Notebook

Dynamic Models¶

Preliminaries¶

Goal
- Introduction to dynamic (=temporal) Latent Variable Models, including the Hidden Markov Model and Kalman filter.
Materials
- Mandatory
  - These lecture notes
- Optional
  - Bishop pp.605-615 on Hidden Markov Models
  - Bishop pp.635-641 on Kalman filters
  - Faragher (2012), Understanding the Basis of the Kalman Filter
  - Minka (1999), From Hidden Markov Models to Linear Dynamical Systems

Example Problem¶

We consider a one-dimensional cart position tracking problem, see Faragher 2012.
The hidden states are the position $z_t$ and velocity $\dot z_t$. We can apply an external acceleration/breaking force $u_t$. (Noisy) observations are represented by $x_t$.
The equations of motions are given by

$$\begin{align} \begin{bmatrix} z_t \\ \dot{z_t}\end{bmatrix} &= \begin{bmatrix} 1 & \Delta t \\ 0 & 1\end{bmatrix} \begin{bmatrix} z_{t-1} \\ \dot z_{t-1}\end{bmatrix} + \begin{bmatrix} (\Delta t)^2/2 \\ \Delta t\end{bmatrix} u_t + \mathcal{N}(0,\Sigma_z) \\ x_t &= \begin{bmatrix} z_t \\ \dot{z_t}\end{bmatrix} + \mathcal{N}(0,\Sigma_x) \end{align}$$

Task: Infer the position $z_t$ after 10 time steps. (Solution later in this lesson).

Dynamical Models¶

In this lesson, we consider models where the sequence order of observations matters.
Consider the ordered observation sequence $x^T \triangleq \left(x_1,x_2,\ldots,x_T\right)$.
- (For brevity, in this lesson we use the notation $x_t^T$ to denote $(x_t,x_{t+1},\ldots,x_T)$ and drop the subscript if $t=1$, so $x^T = x_1^T = \left(x_1,x_2,\ldots,x_T\right)$).

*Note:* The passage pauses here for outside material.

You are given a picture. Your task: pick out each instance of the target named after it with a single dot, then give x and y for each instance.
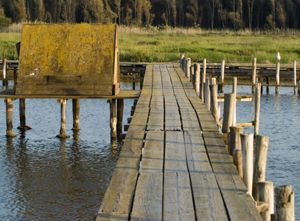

We wish to develop a generative model $$ p( x^T )$$

that 'explains' the time series $x^T$.

We cannot use the IID assumption $p( x^T ) = \prod_t p(x_t )$. In general, we can use the chain rule (a.k.a. the general product rule)

$$\begin{align*} p(x^T) &= p(x_T|x^{T-1}) \,p(x^{T-1}) \\ &= p(x_T|x^{T-1}) \,p(x_{T-1}|x^{T-2}) \cdots p(x_2|x_1)\,p(x_1) \\ &= p(x_1)\prod_{t=2}^T p(x_t\,|\,x^{t-1}) \end{align*}$$

Generally, we will want to limit the depth of dependencies on previous observations. For example, a $K$th-order linear Auto-Regressive (AR) model that is given by

$$\begin{align*} p(x_t\,|\,x^{t-1}) = \mathcal{N}\left(x_t \,\middle|\, \sum_{k=1}^K a_k x_{t-k}\,,\sigma^2\,\right) \end{align*}$$

limits the dependencies to the past $K$ samples.

State-space Models¶

A limitation of AR models is that they need a lot of parameters in order to create a flexible model. E.g., if $x_t$ is an $M$-dimensional discrete variable, then a $K$th-order AR model will have about $M^{K}$ parameters.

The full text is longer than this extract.